Dickey's Diary


Editor's Note: Readers of The Kentucky Explorer have been introduced to the Rev. John J. Dickey in past issues. Remember that he was a traveling preacher throughout the eastern part of the state during the years between 1880 and 1925. He helped to establish numerous churches and at least two colleges. He was also a teacher and a newspaper editor. However, his most enduring gift to us today may well be his diary that he kept faithfully during some 50 years of his later life beginning in the 1880s. In all, over 6,000 pages written in his own hand make up this interesting digest.

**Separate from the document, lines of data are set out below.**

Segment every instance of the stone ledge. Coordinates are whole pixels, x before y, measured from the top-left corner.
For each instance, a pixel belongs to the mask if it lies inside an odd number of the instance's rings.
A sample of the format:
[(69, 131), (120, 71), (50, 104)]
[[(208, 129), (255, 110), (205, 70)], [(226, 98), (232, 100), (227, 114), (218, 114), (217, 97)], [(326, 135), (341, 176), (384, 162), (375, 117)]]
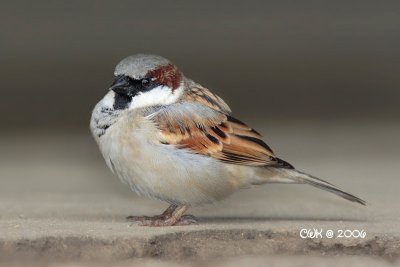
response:
[(398, 236), (368, 235), (362, 240), (301, 239), (298, 232), (254, 229), (176, 229), (152, 237), (42, 237), (1, 240), (2, 260), (114, 261), (139, 258), (199, 261), (238, 256), (368, 256), (393, 262), (400, 256)]

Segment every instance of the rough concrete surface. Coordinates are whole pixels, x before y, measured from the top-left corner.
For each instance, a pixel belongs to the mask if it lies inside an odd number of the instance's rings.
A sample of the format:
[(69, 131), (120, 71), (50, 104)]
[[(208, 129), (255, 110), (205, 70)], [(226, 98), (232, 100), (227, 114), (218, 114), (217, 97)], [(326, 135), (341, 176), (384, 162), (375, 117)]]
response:
[[(0, 262), (58, 266), (392, 266), (400, 257), (399, 126), (381, 123), (260, 127), (297, 168), (368, 202), (305, 185), (264, 185), (190, 213), (199, 224), (145, 228), (127, 215), (166, 204), (137, 197), (107, 170), (89, 134), (0, 141)], [(324, 236), (302, 239), (301, 229)], [(326, 231), (333, 230), (334, 238)], [(339, 230), (364, 238), (337, 238)], [(73, 263), (72, 263), (73, 262)], [(101, 266), (101, 264), (100, 264)]]

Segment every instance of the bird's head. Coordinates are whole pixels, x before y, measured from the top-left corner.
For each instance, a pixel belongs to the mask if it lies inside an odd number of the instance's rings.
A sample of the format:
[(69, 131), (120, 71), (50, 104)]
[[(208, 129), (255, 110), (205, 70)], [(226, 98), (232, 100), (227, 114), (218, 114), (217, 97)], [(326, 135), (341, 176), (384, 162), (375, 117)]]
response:
[(172, 104), (184, 91), (183, 74), (161, 56), (129, 56), (118, 63), (114, 75), (106, 98), (116, 110)]

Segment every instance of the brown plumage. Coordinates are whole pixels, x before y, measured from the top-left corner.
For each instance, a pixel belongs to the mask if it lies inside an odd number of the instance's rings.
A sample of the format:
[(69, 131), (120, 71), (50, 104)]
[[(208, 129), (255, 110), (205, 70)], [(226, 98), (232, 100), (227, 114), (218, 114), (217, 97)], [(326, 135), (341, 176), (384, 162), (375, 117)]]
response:
[(285, 174), (291, 176), (289, 180), (292, 182), (307, 183), (365, 205), (364, 200), (300, 172), (276, 157), (257, 131), (232, 117), (228, 105), (206, 88), (188, 88), (180, 101), (160, 109), (150, 118), (159, 129), (162, 144), (174, 145), (224, 163), (272, 167), (278, 172), (287, 170)]
[(148, 77), (154, 78), (159, 84), (169, 86), (172, 90), (179, 87), (182, 81), (182, 73), (173, 64), (160, 66), (154, 70), (149, 71)]
[(175, 105), (183, 108), (188, 104), (203, 105), (202, 109), (207, 106), (209, 110), (174, 116), (161, 111), (152, 116), (160, 129), (160, 141), (164, 144), (176, 145), (231, 164), (291, 168), (290, 164), (274, 155), (257, 131), (230, 116), (226, 103), (206, 88), (191, 88)]

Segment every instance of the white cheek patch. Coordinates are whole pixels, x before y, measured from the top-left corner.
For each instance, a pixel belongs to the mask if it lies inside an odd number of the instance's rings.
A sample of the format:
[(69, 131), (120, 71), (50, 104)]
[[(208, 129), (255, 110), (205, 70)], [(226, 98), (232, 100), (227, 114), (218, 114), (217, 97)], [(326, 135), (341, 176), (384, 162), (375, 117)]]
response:
[(181, 96), (183, 88), (179, 87), (174, 92), (168, 86), (157, 86), (150, 91), (139, 93), (132, 98), (129, 109), (156, 106), (156, 105), (169, 105), (175, 103)]

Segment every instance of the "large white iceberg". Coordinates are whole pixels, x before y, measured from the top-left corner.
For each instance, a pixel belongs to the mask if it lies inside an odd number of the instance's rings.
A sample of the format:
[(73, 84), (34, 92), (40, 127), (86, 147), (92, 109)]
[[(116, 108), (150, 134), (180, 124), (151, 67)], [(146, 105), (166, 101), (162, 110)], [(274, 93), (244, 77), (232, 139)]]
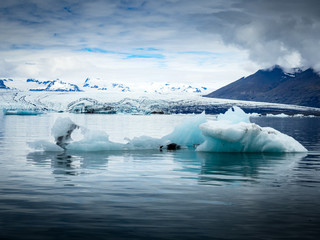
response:
[(197, 147), (204, 152), (306, 152), (292, 137), (270, 127), (250, 123), (240, 108), (233, 107), (217, 121), (200, 125), (205, 141)]
[(270, 127), (254, 123), (207, 122), (200, 125), (205, 152), (306, 152), (299, 142)]

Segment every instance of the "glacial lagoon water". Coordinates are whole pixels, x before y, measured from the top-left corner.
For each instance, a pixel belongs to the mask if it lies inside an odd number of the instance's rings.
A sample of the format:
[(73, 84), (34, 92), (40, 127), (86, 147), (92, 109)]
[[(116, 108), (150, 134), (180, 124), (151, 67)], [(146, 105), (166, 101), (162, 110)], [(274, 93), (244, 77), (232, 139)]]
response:
[[(0, 239), (318, 239), (320, 118), (253, 118), (308, 153), (41, 152), (68, 116), (110, 140), (162, 137), (188, 115), (1, 116)], [(210, 117), (209, 117), (210, 118)]]

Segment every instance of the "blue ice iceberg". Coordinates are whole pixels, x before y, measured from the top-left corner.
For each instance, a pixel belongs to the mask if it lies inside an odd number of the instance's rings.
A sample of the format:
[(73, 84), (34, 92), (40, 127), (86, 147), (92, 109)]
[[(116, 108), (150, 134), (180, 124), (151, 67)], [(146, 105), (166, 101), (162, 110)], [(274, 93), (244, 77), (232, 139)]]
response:
[(193, 146), (204, 142), (199, 126), (207, 121), (205, 113), (201, 113), (185, 119), (180, 125), (175, 127), (172, 133), (162, 137), (168, 142), (177, 143), (181, 146)]

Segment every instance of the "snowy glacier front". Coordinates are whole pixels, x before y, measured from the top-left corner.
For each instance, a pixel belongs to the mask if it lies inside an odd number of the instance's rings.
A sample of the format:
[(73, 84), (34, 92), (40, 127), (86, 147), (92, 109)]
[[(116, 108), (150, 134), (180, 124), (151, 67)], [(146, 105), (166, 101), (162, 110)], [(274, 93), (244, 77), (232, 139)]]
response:
[[(273, 128), (251, 123), (249, 117), (234, 106), (218, 115), (216, 120), (208, 120), (202, 113), (185, 119), (172, 133), (162, 138), (140, 136), (126, 138), (126, 143), (110, 141), (107, 133), (78, 126), (69, 118), (58, 118), (52, 128), (55, 143), (40, 140), (30, 143), (30, 146), (43, 151), (94, 152), (162, 150), (174, 143), (179, 148), (194, 148), (202, 152), (307, 152), (294, 138)], [(77, 140), (72, 139), (75, 132)]]

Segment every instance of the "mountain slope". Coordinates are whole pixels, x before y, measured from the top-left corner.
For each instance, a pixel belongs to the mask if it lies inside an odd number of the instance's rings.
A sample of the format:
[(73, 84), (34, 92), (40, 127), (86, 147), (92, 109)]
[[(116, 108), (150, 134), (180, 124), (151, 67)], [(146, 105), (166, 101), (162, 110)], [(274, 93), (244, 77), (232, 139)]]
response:
[(320, 76), (312, 69), (288, 74), (275, 66), (241, 78), (206, 97), (320, 108)]
[(3, 80), (0, 79), (0, 88), (7, 89), (7, 86), (4, 84)]
[(59, 79), (53, 81), (41, 82), (36, 79), (27, 79), (27, 83), (33, 83), (35, 88), (30, 88), (29, 91), (56, 91), (56, 92), (79, 92), (77, 85), (63, 82)]
[(4, 82), (7, 81), (12, 81), (11, 79), (7, 80), (7, 79), (0, 79), (0, 89), (10, 89), (9, 87), (6, 86), (6, 84)]

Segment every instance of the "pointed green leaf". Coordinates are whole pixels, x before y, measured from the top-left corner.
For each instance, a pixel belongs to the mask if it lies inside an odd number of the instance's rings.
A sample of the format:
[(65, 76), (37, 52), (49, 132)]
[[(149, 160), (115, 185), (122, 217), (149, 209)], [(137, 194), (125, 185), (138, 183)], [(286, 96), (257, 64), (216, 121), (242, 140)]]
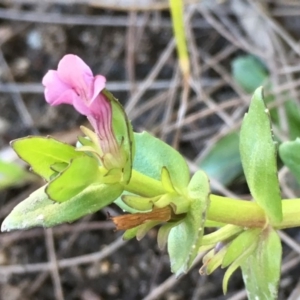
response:
[[(208, 259), (207, 266), (206, 266), (206, 274), (207, 275), (210, 275), (219, 266), (221, 266), (227, 249), (228, 249), (228, 245), (224, 245), (217, 253), (214, 253), (214, 255), (210, 259)], [(215, 251), (215, 250), (213, 250), (213, 251)]]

In this journal of his, Dickey often wrote down accounts of events daily. Much of the material concerns his day to day life. However, during the late 1890s he began to gather family history on various families he met in his travels. We are offering these interviews to our readers in the hope that they will be appreciated in the sense that Rev. Dickey intended. These interviews were written word for word as they were given to Rev. Dickey. Nothing has been changed.

Lital Hughes
Sexton's Creek
March 19, 1898
I was born in Lee County, Virginia, March 26, 1827. My father was William Hughes. He was born in Washington County, Virginia. Bounteville in about 1794. He was a soldier in the War of 1812. He enlisted when he was 18 years old. He was in Col. Sharp's regiment. Col. Sharp lived and died near Jonesville, Virginia. Andrew Bailey of Lee County, Virginia, was a soldier in the same war. Andrew Bailey came to Harlan County, and his descendents are scattered through the mountains of Kentucky. One of the early settlers of Lee County, Virginia, was Joseph Coger. He is the grandfather of Fayette Rawlings wife. He was a doctor. He was a strong man. Jack Coger, his son, was a good man. He was the father of the Rawlings and lived on Wallen's Creek, Lee County, Virginia. He removed to Sexton's Creek, Clay County, before the war about 1854. Winston Huff, my wife's father, was born in Lee County, also. His father, James Huff, was born in Ireland. He was one of the first settlers in Lee County. There were Indians then. James Huff was active as a leader in defending the settlers. He was sheriff, a member of the Legislature, and a member of Congress. Winston Huff was named for William Winston who was the friend of James Huff when either in Congress or the Legislature. My grandfather was Isaac Hughes. He was born in Ireland. He married Alcey White, sister of General Hugh White. My father-in-law gave his wife a Negro man. She gave him for 10,000 acres of land on the waters of the North Fork of Powell's River, nine miles from Jonesville. It extended to Yokum's Station. James Huff was in the company that killed Benge. He lived to be 102 years old. My grandfather lived and died on ________ land. It was valuable land. He gave each of his children a farm. His descendants lived in Tennessee and Missouri. His son, Eli Hughes, circuit clerk of St. Louis, was a very wealthy man. I left Virginia soon after I married. My wife lived in Harlan. My father-in-law, Winston Huff, bought a farm on Sexton's Creek and gave it to us, and we located on it December 27, 1857. Millard Hughes, our son, was born September 18, 1858. He is now evangelizing in the Southern Methodist Church.